Hi, I am new in PyTorch.
When I created the weight tensors by calling torch.nn.Conv2d, I saw that its weights are initialized by some way. its values are not similar to non-initialized version. (see the captured image)

Could you explain how these weights are initialized? I could not find any hint in docs file…

Mona_Jalal · November 21, 2018, 6:40am

So if you use torch.Tensor it does not initialize it but puts some garbage. If you want some sort of random initialization, you should use torch.rand

>>> torch.rand(4,4)
tensor([[0.8693, 0.5824, 0.3661, 0.1016],
        [0.4629, 0.7107, 0.1525, 0.9696],
        [0.0603, 0.8134, 0.3207, 0.8813],
        [0.0799, 0.1383, 0.3611, 0.3585]])
>>> torch.Tensor(4,4)
tensor([[-0.0000,  0.0000, -0.0000,  0.0000],
        [ 0.0000,  0.0000,  0.0000,  0.0000],
        [-0.0000,  0.0000, -0.0000,  0.0000],
        [ 0.0000,  0.0000,  0.0000,  1.3564]])
>>> torch.Tensor(4,4)
tensor([[-0.0000,  0.0000, -0.0000,  0.0000],
        [ 0.0000,  0.0000, -0.0000,  0.0000],
        [-0.0000,  0.0000,  0.0000,  0.0000],
        [ 0.0799,  0.1383,  0.3611,  0.3585]])
>>> torch.Tensor(4,4)
tensor([[-0.0000,  0.0000, -0.0000,  0.0000],
        [ 0.0000,  0.0000, -0.0000,  0.0000],
        [-0.0000,  0.0000,  0.0000,  0.0000],
        [ 0.0000,  0.0000,  0.0000,  1.3564]])
>>> torch.rand(4,4)
tensor([[0.9820, 0.4046, 0.1679, 0.9906],
        [0.3627, 0.8029, 0.2323, 0.5281],
        [0.2631, 0.0574, 0.6574, 0.3545],
        [0.8812, 0.9527, 0.6162, 0.3369]])

But I can feel why you are confused because it looks as if it was randomly initialized.

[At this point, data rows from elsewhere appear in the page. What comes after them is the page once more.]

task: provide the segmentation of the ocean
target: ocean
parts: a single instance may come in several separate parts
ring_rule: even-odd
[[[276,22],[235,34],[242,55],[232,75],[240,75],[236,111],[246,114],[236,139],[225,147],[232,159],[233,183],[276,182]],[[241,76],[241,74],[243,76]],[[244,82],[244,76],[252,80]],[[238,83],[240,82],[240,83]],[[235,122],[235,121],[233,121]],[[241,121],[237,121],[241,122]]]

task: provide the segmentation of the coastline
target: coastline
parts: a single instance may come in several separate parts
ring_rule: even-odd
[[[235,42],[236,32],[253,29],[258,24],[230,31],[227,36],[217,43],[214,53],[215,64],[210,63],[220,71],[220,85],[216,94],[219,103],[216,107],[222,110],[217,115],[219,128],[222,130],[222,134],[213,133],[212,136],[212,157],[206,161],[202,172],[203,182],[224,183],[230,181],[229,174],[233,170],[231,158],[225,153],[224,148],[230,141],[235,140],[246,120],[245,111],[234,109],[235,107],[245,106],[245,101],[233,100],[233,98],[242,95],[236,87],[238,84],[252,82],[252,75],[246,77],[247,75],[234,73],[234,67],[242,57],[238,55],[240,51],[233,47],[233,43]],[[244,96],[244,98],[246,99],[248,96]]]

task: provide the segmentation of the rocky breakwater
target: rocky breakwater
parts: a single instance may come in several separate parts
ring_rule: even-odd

This blog has a good writeup:

beneyal · November 21, 2018, 6:47am

The docs usually don’t mention the initialization method, but if you look at PyTorch’s source code (https://github.com/pytorch/pytorch/blob/master/torch/nn/modules/conv.py#L41), you can see the weights are initialized with Kaiming uniform initialization.

ascii1203 · November 23, 2018, 1:50pm

Your answer is exactly what i was wondering . Thanks!!!